A Special “Shout-Out” to This Year’s Named Award Recipients
James A. McKechnie, Jr. Award
This year’s awardee is Anara Serikbaeva of the University of Illinois at Chicago with her project “Hyperglycemia-Induced Mitochondria Adaptation.” In memory of former ISPB Executive Director, James A. McKechnie, this award is given to a Ph.D. candidate or fellow with the highest quality grant proposal based on the relevance of the research, clarity of thesis and quality of writing.

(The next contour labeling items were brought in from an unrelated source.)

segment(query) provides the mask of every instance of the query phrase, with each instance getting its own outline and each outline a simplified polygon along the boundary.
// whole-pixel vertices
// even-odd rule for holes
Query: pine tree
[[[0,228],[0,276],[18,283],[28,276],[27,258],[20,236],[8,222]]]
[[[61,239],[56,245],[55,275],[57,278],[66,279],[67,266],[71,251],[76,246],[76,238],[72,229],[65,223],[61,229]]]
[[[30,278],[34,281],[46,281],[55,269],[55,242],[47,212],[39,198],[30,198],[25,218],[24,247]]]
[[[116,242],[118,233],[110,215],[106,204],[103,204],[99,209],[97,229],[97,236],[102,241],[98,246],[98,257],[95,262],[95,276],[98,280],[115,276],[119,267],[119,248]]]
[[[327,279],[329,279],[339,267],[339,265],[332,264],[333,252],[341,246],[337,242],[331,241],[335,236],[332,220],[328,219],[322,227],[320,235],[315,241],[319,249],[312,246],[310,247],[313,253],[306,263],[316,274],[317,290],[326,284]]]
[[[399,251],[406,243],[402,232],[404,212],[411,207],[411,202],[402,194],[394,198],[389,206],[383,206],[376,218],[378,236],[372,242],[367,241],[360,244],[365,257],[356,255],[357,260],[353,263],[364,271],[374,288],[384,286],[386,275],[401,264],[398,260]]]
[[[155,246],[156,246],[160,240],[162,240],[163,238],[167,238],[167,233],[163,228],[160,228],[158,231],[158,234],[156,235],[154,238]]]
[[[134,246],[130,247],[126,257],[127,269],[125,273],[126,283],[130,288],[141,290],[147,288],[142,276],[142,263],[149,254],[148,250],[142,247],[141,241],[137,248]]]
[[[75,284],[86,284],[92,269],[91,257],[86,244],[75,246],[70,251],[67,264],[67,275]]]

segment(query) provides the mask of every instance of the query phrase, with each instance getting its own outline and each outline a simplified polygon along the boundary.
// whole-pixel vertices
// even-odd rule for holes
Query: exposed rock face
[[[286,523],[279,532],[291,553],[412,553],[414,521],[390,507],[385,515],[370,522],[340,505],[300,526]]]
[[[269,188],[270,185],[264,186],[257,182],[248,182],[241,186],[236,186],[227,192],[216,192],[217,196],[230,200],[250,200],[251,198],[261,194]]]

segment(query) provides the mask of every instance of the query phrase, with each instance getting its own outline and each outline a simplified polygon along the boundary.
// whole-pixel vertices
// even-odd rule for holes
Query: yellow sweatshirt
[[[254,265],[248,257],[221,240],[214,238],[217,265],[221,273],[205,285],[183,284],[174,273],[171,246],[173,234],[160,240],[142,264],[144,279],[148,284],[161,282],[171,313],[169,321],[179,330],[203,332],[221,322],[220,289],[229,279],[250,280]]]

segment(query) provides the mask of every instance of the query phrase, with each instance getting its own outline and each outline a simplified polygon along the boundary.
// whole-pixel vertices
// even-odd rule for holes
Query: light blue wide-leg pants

Helen and Wesley E. Bass, Jr. AMD Award
In memory of former ISPB Director Wesley E. Bass, Jr. and his wife Helen, this award is given to the principal investigator with the highest quality AMD grant proposal based on the relevance of the research, clarity of thesis and quality of writing. The 2021 co-awardees are two researchers at the University of Chicago, Jason Xiao and Jason Zhang, with projects, “Effect of High-Fat Diet on the Retinal Transcriptome Independent of the Gut Microbiome” and “Delineating the Role of the Microbiome-RPE/Choroid Axis in Age-Related Macular Degeneration,” respectively.
Donna J. Dreiske Award
This year’s co-awardees are Dion Kevin and Robert Hyde, MD at the University of Illinois at Chicago for their project “Multi-wavelength dark adapted perimetry in patients with rod and cone-pathway dysfunction.” This award is in honor of former ISPB Executive Director, Donna J. Dreiske. It is presented yearly to a medical student or resident with the highest standard in a grant proposal based on relevance of research, clarity of thesis and quality of writing.
On the Road Again…
Community Outreach in Southern Illinois
PBIL and ISPB are thrilled to have Nadine Miller, an undergraduate student at Southern Illinois University in Edwardsville, join our outreach team this summer. Nadine is majoring in philosophy, with a focus on ethics and is completing her externship with PBIL.
Nadine is passionate about access to health care. She has been collaborating with activity coordinators at senior homes, early childhood center directors, faith-based teams, and optometrists in the Edwardsville area, including ISPB low vision grant partners, to help connect individuals to eye care.